The next day, I met with Mohammad Razhegi, the contact who had secured my visa. He informed me that he was headed to Turkey for an APPI training course and that Soheil would take good care of me. After a long conversation and a delicious meal, Mohammed escorted me to a hasty roadside hand-off to Soheil, where a photographer for the Iranian Paragliding Association’s magazine snapped a photo of all of us. It was late, we were on a dark road with cars whizzing by, and, much to my surprise, my caretakers started screaming at each other in Farsi, as the photographer and I shared an awkward desire to be anywhere but there.
I learned later that the anger was sparked in Soheil from our late arrival at the arranged meeting with him. He’d been waiting for hours and felt resentful about having to begin our five-hour drive to Esfahan. Soheil is a pilot’s pilot and could not believe that we had jeorpadised getting to launch the next day for a meal, and since he had planned for us to fly the Rokh, the crown jewel of big air flying in Iran, early the next morning, we had to get on the road. Even more infuriating was the fact that Mohammad did not have my flying permit from the National Association to send with me, which I would be required to present to the police if I landed anywhere but in official landing areas. Not having the permit presented a problem for Soheil as his liberty was directly tied to mine as my new guide.

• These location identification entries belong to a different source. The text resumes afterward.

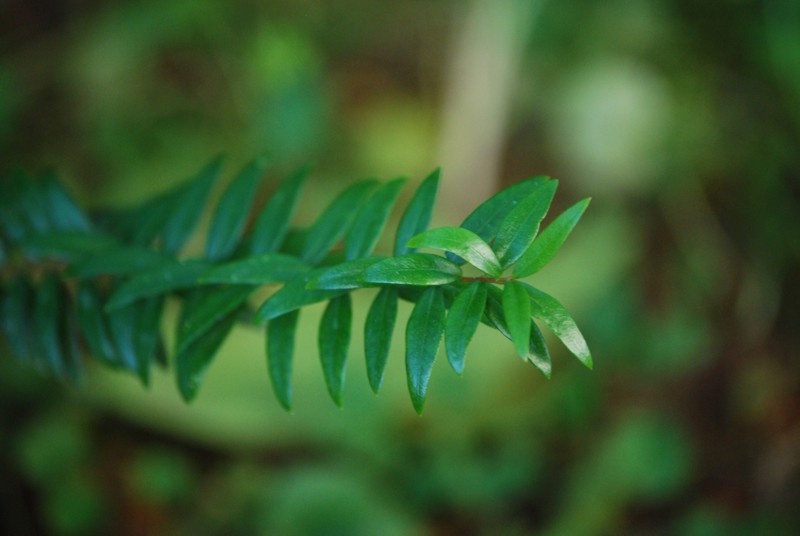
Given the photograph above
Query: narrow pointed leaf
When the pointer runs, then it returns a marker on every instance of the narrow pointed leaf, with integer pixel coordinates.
(371, 220)
(335, 221)
(418, 213)
(192, 363)
(211, 307)
(487, 217)
(547, 244)
(378, 331)
(518, 229)
(263, 269)
(462, 321)
(159, 280)
(347, 275)
(463, 243)
(423, 334)
(413, 269)
(273, 222)
(334, 342)
(280, 350)
(294, 295)
(232, 210)
(517, 310)
(558, 320)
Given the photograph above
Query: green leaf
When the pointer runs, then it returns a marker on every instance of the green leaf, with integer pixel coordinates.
(462, 321)
(335, 221)
(347, 275)
(423, 334)
(117, 261)
(263, 269)
(233, 209)
(93, 324)
(418, 213)
(558, 320)
(294, 295)
(273, 222)
(517, 310)
(547, 244)
(378, 334)
(209, 307)
(280, 349)
(520, 226)
(463, 243)
(413, 269)
(175, 214)
(371, 220)
(485, 220)
(538, 354)
(192, 363)
(159, 280)
(334, 342)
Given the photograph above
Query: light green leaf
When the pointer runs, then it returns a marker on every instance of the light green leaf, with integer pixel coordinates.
(347, 275)
(159, 280)
(519, 227)
(418, 213)
(413, 269)
(463, 243)
(517, 310)
(547, 244)
(334, 342)
(273, 222)
(378, 334)
(280, 349)
(462, 321)
(558, 320)
(208, 306)
(191, 364)
(233, 210)
(335, 221)
(263, 269)
(371, 220)
(423, 334)
(294, 295)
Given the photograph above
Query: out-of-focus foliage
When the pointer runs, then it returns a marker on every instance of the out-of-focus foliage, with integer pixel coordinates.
(680, 118)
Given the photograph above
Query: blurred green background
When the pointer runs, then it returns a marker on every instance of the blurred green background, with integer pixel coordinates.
(680, 118)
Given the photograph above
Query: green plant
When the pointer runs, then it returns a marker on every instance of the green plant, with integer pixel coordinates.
(74, 283)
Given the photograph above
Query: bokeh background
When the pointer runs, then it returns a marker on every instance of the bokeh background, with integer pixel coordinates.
(680, 118)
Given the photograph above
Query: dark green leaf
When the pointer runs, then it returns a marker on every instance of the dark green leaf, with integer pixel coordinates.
(462, 321)
(335, 221)
(294, 295)
(192, 363)
(347, 275)
(371, 220)
(117, 261)
(519, 227)
(517, 310)
(334, 342)
(93, 324)
(378, 334)
(273, 221)
(280, 349)
(160, 280)
(463, 243)
(413, 269)
(423, 334)
(418, 213)
(232, 210)
(261, 270)
(207, 308)
(547, 244)
(558, 320)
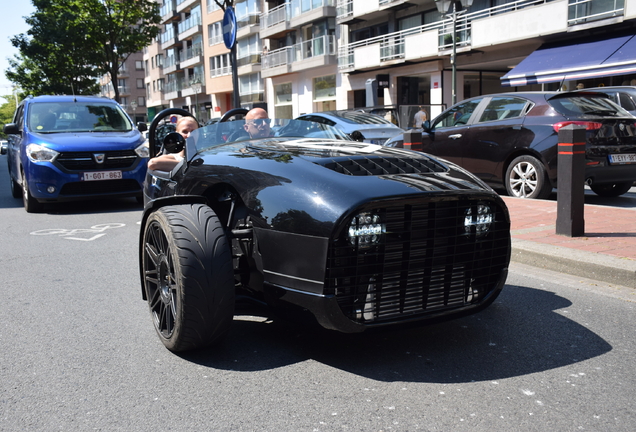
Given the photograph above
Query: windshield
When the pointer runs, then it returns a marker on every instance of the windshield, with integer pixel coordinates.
(278, 130)
(54, 117)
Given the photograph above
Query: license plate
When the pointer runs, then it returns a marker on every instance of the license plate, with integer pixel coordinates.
(624, 158)
(101, 175)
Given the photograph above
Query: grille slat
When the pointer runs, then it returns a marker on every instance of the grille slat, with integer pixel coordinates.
(426, 262)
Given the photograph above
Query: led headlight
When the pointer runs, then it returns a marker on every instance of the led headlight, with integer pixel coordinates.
(143, 150)
(478, 220)
(366, 230)
(39, 153)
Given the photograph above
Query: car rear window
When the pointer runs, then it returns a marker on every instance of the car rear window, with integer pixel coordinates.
(577, 105)
(51, 117)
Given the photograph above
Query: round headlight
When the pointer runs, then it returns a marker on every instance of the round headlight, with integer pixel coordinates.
(366, 230)
(478, 220)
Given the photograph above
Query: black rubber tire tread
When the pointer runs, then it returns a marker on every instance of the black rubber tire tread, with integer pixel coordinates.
(542, 189)
(611, 190)
(204, 277)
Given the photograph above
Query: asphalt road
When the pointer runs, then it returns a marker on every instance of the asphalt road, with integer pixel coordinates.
(79, 351)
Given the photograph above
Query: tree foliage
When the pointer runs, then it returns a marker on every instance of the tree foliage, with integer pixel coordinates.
(71, 43)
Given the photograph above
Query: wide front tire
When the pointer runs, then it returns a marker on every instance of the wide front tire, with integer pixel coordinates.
(611, 190)
(188, 276)
(526, 178)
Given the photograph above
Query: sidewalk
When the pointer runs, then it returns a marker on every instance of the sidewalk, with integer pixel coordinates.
(606, 253)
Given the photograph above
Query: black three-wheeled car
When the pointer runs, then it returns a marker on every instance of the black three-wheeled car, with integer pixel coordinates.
(356, 235)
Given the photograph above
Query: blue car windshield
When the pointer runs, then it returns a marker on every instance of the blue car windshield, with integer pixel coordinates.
(57, 117)
(276, 130)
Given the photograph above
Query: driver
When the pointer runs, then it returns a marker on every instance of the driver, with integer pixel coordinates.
(166, 162)
(257, 123)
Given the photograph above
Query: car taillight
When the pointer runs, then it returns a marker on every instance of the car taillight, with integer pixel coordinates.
(588, 125)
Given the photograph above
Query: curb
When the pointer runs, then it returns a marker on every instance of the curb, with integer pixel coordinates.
(590, 265)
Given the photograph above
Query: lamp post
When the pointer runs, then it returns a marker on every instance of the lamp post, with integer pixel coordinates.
(196, 88)
(442, 7)
(133, 105)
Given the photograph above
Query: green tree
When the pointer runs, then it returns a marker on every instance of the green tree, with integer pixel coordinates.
(73, 42)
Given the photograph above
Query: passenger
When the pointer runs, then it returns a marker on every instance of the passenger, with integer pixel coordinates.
(257, 123)
(166, 162)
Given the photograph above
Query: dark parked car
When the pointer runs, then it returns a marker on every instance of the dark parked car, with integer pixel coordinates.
(71, 147)
(353, 235)
(625, 96)
(510, 140)
(360, 126)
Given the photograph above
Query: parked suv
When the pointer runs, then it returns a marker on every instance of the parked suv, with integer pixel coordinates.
(72, 147)
(510, 140)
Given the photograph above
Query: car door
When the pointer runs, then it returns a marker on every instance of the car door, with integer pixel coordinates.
(448, 134)
(493, 135)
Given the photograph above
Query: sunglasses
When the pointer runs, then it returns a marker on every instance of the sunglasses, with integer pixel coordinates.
(259, 122)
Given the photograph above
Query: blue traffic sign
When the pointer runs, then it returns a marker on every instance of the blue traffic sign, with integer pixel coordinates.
(229, 28)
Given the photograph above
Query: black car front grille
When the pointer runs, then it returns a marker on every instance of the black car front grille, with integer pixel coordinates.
(87, 161)
(375, 165)
(426, 262)
(100, 187)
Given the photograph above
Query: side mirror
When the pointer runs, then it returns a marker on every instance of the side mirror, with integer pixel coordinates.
(11, 129)
(357, 136)
(174, 142)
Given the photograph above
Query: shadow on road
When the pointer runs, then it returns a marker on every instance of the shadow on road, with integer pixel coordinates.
(519, 334)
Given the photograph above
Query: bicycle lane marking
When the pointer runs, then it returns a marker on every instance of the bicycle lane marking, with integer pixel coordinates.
(98, 230)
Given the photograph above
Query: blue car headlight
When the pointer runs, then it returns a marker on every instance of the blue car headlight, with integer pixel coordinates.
(40, 153)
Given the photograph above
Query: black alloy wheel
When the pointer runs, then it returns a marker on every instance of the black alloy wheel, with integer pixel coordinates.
(188, 276)
(526, 178)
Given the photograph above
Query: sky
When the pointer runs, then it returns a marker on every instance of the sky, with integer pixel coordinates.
(12, 24)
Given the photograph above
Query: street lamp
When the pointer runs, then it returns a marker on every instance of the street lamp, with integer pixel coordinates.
(196, 88)
(442, 7)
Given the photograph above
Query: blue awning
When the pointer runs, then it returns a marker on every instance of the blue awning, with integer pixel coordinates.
(581, 60)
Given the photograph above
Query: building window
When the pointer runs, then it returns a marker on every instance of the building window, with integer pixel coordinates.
(283, 103)
(215, 33)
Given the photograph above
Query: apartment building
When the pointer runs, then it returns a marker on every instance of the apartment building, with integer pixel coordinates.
(300, 56)
(407, 45)
(131, 86)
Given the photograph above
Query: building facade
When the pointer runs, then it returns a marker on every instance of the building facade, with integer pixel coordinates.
(301, 56)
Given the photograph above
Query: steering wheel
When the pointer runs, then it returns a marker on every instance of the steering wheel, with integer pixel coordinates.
(234, 112)
(154, 146)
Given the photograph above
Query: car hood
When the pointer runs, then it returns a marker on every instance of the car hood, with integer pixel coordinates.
(325, 180)
(80, 141)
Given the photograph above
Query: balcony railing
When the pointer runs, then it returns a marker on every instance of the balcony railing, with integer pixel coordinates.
(392, 45)
(275, 16)
(192, 21)
(320, 46)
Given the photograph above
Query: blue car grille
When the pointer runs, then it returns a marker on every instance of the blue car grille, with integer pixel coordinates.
(426, 263)
(86, 161)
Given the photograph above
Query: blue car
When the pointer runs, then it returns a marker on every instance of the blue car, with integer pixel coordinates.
(63, 148)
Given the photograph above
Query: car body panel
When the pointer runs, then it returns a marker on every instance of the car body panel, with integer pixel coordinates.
(486, 147)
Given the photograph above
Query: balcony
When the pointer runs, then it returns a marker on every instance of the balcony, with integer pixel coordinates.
(185, 5)
(313, 53)
(193, 56)
(520, 20)
(168, 11)
(168, 39)
(275, 21)
(304, 11)
(190, 27)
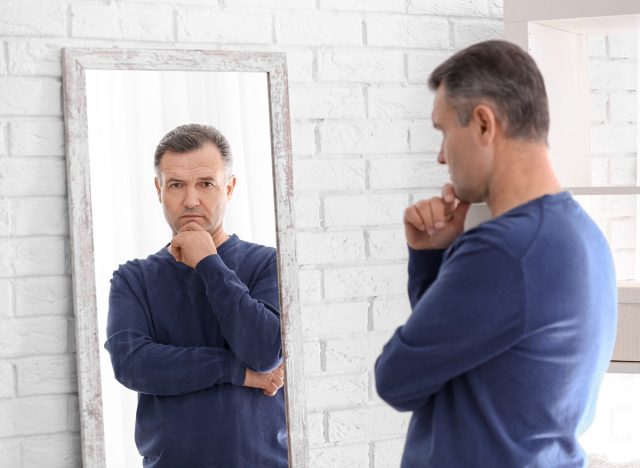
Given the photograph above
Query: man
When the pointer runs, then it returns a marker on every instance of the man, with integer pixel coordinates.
(513, 322)
(195, 328)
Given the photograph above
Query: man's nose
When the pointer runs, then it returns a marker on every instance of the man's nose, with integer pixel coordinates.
(191, 199)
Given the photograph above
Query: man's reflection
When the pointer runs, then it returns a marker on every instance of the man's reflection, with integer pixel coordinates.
(195, 327)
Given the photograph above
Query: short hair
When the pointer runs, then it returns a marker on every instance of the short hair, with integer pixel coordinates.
(503, 74)
(190, 137)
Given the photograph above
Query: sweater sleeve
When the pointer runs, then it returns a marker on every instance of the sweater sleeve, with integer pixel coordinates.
(146, 366)
(473, 311)
(250, 320)
(423, 270)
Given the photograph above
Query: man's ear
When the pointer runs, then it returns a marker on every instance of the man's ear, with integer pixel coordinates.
(485, 121)
(231, 184)
(157, 182)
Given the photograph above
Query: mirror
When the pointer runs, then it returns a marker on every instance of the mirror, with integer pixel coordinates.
(118, 105)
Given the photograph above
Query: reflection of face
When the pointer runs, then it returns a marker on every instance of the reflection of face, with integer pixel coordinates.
(461, 150)
(193, 186)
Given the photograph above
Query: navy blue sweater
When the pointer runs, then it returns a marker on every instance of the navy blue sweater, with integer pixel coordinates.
(511, 332)
(182, 338)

My instinct for preservation manifested slowly, but started to gain steam as I became increasingly aware of my tenuous understanding of what was happening around me. I was alone, flying as the first American paraglider pilot in Iran, and was toting at least six cameras. My hosts, my only safety net, were not seeing eye-to-eye, and I had no idea what they were arguing about. On numerous occasions over the next 10 days, Soheil spoke angrily into his phone, while trying to update Mohammad, who periodically checked in as to our whereabouts. I practiced a meditative mantra to put their conflict out of mind and convinced myself that all would be okay.
We drove all night, arriving in Esfahan at 1am. Every town we passed through was adorned with the faces of soldiers, celebrated for their ultimate service, who perished in the horribly grotesque, no-holds barred Iran-Iraq war (1980-1988) that claimed more than 500,000 lives with many more than that injured. This seemed to be more than an honouring of fallen soldiers, but a constant reminder that all Iranian citizens may be called upon again to repel invaders at any cost necessary.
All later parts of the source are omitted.